You know what I think is the most adorable thing about me? And by 'most' I mean 'kind of' and by 'adorable' I mean 'maybe a little bit pathetic'?
I get really excited as my page views on the ol' blogster (this thing, this thing you're on right now) go up and up. Then I realise it's me. It's just me. I end up rereading my own posts and making small changes to the alignment of things in the layout and checking and making sure that a new post looks okay and proofing it, so the page views just tiiiiiick slowly up and I'm like, freaking out that REAL PEOPLE are REALLY LOOKING at my REAL BLOG. But they're not. It's me. Hello, me! Stop getting excited about the presence of yourself, you dork! No one will notice or care that the alignment of the 'Who's that girl?' box has changed by ten pixels!

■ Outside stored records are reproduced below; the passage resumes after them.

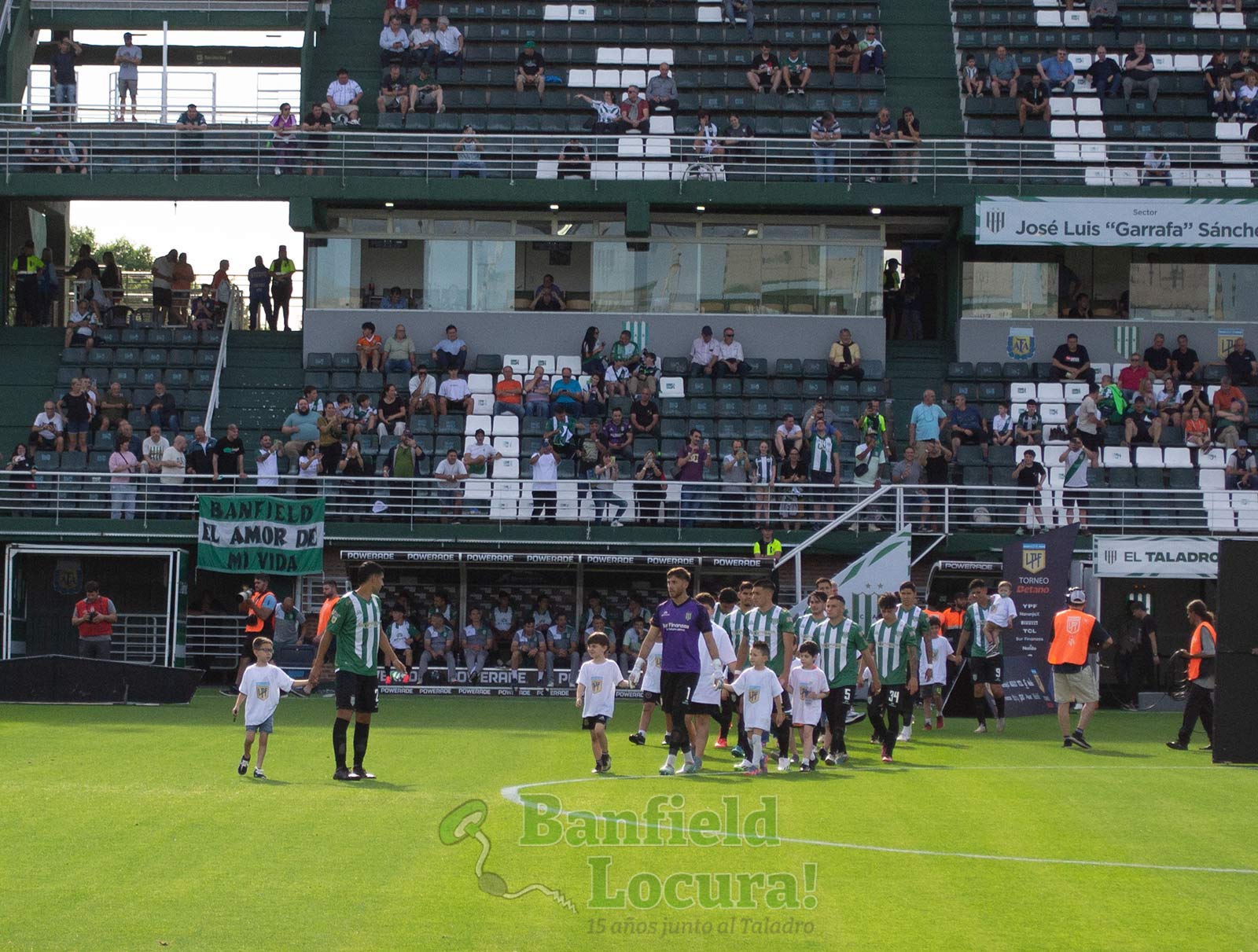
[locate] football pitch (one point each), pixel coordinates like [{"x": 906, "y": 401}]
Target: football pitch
[{"x": 127, "y": 828}]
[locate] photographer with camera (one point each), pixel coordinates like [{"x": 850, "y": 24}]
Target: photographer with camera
[{"x": 94, "y": 618}]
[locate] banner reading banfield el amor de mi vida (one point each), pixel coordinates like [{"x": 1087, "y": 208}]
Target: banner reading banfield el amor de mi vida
[
  {"x": 261, "y": 534},
  {"x": 1163, "y": 222}
]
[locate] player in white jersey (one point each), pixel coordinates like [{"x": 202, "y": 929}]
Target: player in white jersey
[{"x": 706, "y": 700}]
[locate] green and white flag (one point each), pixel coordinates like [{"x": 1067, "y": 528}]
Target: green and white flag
[{"x": 259, "y": 534}]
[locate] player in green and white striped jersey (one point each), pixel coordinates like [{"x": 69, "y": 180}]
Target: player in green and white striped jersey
[
  {"x": 355, "y": 625},
  {"x": 895, "y": 653},
  {"x": 771, "y": 624},
  {"x": 987, "y": 663},
  {"x": 918, "y": 622},
  {"x": 843, "y": 650}
]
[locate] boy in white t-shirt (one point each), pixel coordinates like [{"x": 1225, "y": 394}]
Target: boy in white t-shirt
[
  {"x": 808, "y": 689},
  {"x": 761, "y": 702},
  {"x": 597, "y": 697},
  {"x": 932, "y": 675},
  {"x": 259, "y": 691},
  {"x": 651, "y": 696}
]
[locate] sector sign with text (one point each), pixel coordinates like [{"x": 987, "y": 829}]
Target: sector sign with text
[{"x": 1161, "y": 222}]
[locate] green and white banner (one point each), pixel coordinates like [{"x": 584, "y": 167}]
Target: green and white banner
[
  {"x": 261, "y": 534},
  {"x": 1145, "y": 222},
  {"x": 1155, "y": 556}
]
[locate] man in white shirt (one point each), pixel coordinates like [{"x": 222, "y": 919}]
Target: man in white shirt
[
  {"x": 450, "y": 42},
  {"x": 268, "y": 463},
  {"x": 454, "y": 391},
  {"x": 423, "y": 392},
  {"x": 704, "y": 352},
  {"x": 343, "y": 97},
  {"x": 730, "y": 358}
]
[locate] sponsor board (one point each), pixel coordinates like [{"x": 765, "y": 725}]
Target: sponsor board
[{"x": 1142, "y": 222}]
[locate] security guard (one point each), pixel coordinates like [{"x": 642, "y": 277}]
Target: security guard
[
  {"x": 24, "y": 273},
  {"x": 1075, "y": 635},
  {"x": 1201, "y": 675}
]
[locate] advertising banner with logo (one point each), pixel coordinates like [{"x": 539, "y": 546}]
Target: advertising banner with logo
[
  {"x": 261, "y": 534},
  {"x": 1039, "y": 570},
  {"x": 1155, "y": 557},
  {"x": 1142, "y": 222}
]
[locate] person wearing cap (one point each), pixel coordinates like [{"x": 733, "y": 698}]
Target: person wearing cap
[
  {"x": 193, "y": 123},
  {"x": 843, "y": 50},
  {"x": 704, "y": 352},
  {"x": 127, "y": 59},
  {"x": 532, "y": 69},
  {"x": 1076, "y": 635},
  {"x": 469, "y": 160}
]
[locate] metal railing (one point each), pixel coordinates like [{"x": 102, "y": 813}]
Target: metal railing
[
  {"x": 930, "y": 509},
  {"x": 350, "y": 153}
]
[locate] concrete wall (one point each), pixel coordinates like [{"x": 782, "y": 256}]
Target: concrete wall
[
  {"x": 769, "y": 336},
  {"x": 988, "y": 340}
]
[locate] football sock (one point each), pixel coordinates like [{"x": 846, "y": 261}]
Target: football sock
[{"x": 339, "y": 729}]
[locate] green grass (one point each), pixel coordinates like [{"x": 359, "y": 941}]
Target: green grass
[{"x": 129, "y": 829}]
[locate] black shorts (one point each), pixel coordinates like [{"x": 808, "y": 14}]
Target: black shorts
[
  {"x": 988, "y": 671},
  {"x": 676, "y": 689},
  {"x": 893, "y": 697},
  {"x": 358, "y": 692}
]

There is actually an option (I think) to exclude your own page views from the count, but the thought of how much my total number of views will go down TERRIFIES ME. Which is super dumb because I actually don't really care? This is a kinda journalling thing for me that I like sharing with my friends and whatever, but I don't care about getting more views? In fact, getting a whole bunch more would actually probably freak me the crap out. But it's this awful reward thing that internet teaches you to want, that views is the PRIZE and everyone should want it. And I don't want to want it!
Dem views doe.
I was going to write "On another note" and then keep writing things, but I realised I'm already tapped for creativity, which is only going to get worse as the month goes on, so NO MORE THAN ONE TOPIC PER POST is a rule a probably won't stick to but should try to.